Quantic Dream's last game was Indigo Prophecy
, known as Fahrenheit
in Europe. While that game did receive a positive response from critics, it certainly did not light up the sales charts. Cage saw Heavy Rain
as somewhat of a test of the industry, whether the games sector was ready to support and accept a new kind of triple-A game.
"[The strong performance] means something because during the development of Heavy Rain
, we said, 'This game, whether it's a commercial success or a commercial failure, is going to send a very strong message to the industry about how interested the market is in innovative concepts and games exploring new directions.'"
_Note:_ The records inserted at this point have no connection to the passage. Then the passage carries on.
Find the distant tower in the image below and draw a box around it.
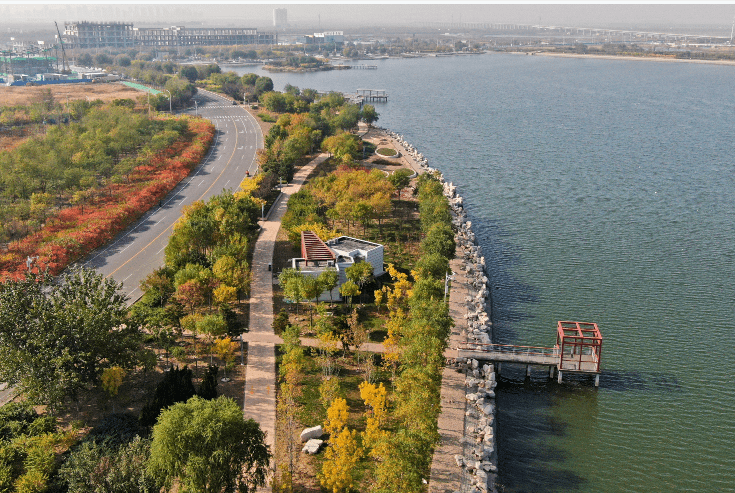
[273,9,288,27]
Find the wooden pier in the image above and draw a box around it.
[457,322,602,387]
[357,89,388,103]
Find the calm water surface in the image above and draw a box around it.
[241,54,735,493]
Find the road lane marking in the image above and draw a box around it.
[105,112,252,278]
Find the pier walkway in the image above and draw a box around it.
[456,322,602,387]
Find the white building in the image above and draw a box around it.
[273,9,288,27]
[291,231,385,301]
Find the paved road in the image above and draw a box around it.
[84,90,263,303]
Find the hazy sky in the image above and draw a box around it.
[0,0,735,29]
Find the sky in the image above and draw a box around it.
[0,0,735,30]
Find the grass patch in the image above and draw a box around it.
[375,147,398,157]
[372,158,401,166]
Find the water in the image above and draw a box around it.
[234,54,735,493]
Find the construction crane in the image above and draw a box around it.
[54,21,71,74]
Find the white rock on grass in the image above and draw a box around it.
[301,425,324,443]
[301,438,324,455]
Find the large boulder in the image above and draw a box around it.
[301,438,324,455]
[301,425,324,443]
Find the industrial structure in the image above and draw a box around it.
[62,21,278,49]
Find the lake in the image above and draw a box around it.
[239,54,735,493]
He continued, "If it's a failure, it's going to mean that, for the whole industry, 'Don't change anything! Continue to make the same games because this is what the market wants, and if you try something else you'll fail.' But if the game was a success, it would mean that the market was eager for something deeper and something new."
With sales data as ammunition, Cage feels that he and his team have proven a point. "Now I can say, 'Look! The market wants innovation.' So this is what we should concentrate on now, and Heavy Rain
is a very strong message to publishers to take more risks and support innovation."